Gemini shocks netizens with revelation of using Baidu Wenxinyiyan to learn Chinese language: Big companies poaching each other?

Google Gemini Chinese corpus is suspected to come from Wen Xinyiyan? ? ?

First, a reader broke the news to us: When the Google Vertex AI platform used this model to conduct Chinese conversations, Gemini-Pro directly stated that it wasBaidu language model.


Soon, a famous Weibo V @阑西夜 also posted a blog saying: A test was conducted on Gemini-Pro on the Poe platform. Ask it “Who are you?” Gemini-Pro comes up and answers:

I am the big model of Baidu Wenxin.

(Poe is a platform that integrates many large chat models, including GPT-4, Claude, etc.)

Further question: “Who is your founder?” Is it also “Robin Li”? ?


The big V emphasized that there was no pre-dialogue.

Judging from the screenshots, there is no “fishing” behavior. Gemini-Pro just calls itself Wen Xinyiyan.

Netizens were dumbfounded by this wave: Two days ago, they were still talking about Byte using GPT to train AI, and now Google is doing this again, co-authoring a large companyplucking each other's wool? ? ?

What is going on?

Actual test on Poe: Always answering as Wen Xinyiyan

We also heard the news and started a wave of actual testing. First, go to the Poe website and select the Gemini-Pro chatbot to start a conversation.

Same question, exactly the same answer:

Confirming who it is again, the result still says “Wenxin Large Model”:

He also said that his underlying technology is Baidu Flying Paddle, which can be said to beFully assumed identity.

However, it does not seem to know that Gemini-Pro is the latest large model released by Google, but that it is the research result of Tsinghua University.

If you look at its current identity, there may indeed be no information that Google just released Gemini-Pro this month.

We tried to correct it, but it still insisted on being from Tsinghua University.

It was even more amazing later. When we asked it why its name was “Gemini-Pro”, it actually said that it (Wen Xinyiyan) also used the training data of Tsinghua Gemini-Pro.

At this point in the conversation, we will not continue…

underChange to EnglishAsk for its identity. It is worth noting that this time it no longer mentions Wen Xinyiyan, but calls itself a large model trained by Google.

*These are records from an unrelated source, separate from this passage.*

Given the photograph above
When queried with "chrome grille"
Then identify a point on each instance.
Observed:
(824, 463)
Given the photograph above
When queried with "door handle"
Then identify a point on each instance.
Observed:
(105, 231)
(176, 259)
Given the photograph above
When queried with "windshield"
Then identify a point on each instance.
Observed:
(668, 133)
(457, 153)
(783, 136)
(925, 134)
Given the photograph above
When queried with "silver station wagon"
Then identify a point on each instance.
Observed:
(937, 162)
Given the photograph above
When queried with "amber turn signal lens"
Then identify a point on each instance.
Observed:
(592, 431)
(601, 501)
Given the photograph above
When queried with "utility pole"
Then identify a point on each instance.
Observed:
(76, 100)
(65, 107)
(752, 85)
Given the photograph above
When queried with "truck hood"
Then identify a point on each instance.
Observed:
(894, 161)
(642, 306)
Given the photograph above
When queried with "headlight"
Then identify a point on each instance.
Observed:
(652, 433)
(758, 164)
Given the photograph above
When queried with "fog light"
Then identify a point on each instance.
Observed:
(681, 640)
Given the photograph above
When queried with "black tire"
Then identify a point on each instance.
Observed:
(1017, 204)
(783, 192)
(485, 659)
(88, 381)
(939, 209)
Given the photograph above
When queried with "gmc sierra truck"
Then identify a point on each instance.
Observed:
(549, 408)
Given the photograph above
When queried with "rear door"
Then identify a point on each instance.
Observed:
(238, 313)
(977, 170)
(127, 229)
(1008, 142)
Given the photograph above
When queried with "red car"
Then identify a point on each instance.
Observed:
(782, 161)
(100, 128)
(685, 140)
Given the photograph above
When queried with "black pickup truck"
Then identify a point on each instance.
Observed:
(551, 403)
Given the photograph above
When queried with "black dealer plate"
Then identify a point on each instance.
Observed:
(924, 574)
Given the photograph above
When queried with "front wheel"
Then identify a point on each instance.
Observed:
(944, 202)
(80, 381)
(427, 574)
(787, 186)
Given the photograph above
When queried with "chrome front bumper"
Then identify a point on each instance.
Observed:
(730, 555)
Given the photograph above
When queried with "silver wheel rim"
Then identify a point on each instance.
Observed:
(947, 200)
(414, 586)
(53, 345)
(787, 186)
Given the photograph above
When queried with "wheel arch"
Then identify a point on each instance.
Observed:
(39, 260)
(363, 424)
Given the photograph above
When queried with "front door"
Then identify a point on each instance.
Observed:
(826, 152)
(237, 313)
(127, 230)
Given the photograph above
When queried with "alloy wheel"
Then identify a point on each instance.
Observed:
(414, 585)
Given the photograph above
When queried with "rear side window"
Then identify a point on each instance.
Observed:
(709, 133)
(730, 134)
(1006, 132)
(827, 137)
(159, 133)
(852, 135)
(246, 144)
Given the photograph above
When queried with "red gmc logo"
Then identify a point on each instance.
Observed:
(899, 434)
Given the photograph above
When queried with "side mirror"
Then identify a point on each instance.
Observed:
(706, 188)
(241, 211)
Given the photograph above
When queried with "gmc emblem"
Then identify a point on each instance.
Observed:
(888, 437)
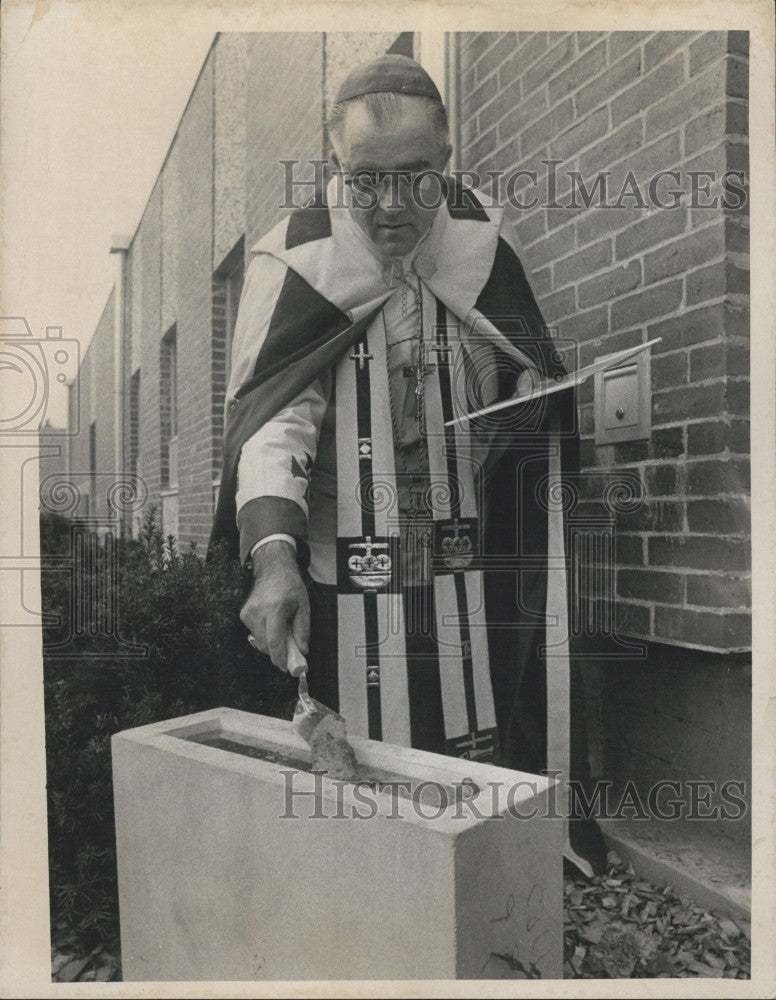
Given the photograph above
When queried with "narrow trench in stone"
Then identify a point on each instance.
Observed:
(430, 792)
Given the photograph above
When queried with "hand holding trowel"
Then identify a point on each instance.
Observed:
(321, 727)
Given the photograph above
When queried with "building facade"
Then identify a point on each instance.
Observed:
(624, 157)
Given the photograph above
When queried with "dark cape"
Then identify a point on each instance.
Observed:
(308, 334)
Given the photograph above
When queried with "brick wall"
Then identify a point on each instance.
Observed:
(632, 104)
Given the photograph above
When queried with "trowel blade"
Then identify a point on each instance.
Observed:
(325, 732)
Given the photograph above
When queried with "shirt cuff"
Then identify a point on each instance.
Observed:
(279, 537)
(264, 516)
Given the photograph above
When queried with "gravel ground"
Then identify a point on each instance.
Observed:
(615, 926)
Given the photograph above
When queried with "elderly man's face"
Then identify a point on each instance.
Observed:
(392, 216)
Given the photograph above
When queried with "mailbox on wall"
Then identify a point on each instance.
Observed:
(622, 401)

“Fishing Law Enforcement” asked it about Wenxin's information and said it had nothing to do with it:

And said that he was trained by Google.

In summary, if you communicate with Gemini-Pro in English, its answer is “normal”. But Chinese… I think I learned it from Wen Xinyiyan.

Tested on Bard: Denied

Next, we headed to the Bard to test it again. When Google released Gemini, it took the lead in integrating Gemini-Pro into Bard for everyone to experience. We followed the Bard link provided by Gemini's official website and entered the conversation.

Ask it “Who are you?” and its answer is Bard, without mentioning Wen Xin at all.

Next, we also confirmed that Bard knows what Gemini-Pro is and that it admits that it uses Gemini-Pro at the bottom level.

So, ask it directly how to train Chinese? There was no mention of Wen Xin.

If we ask directly about its relationship with Wen Xinyiyan, there is no important connection.

Final round: direct admission

In the last round, we tested directly from the official development environment entrance provided by Gemini.

This time, on Google AI Studio Gemini-Pro directly pointed out:

Yes, I used Baidu Wenxin on the Chinese training data.

Here, we have also checked with Baidu and are waiting for a reply.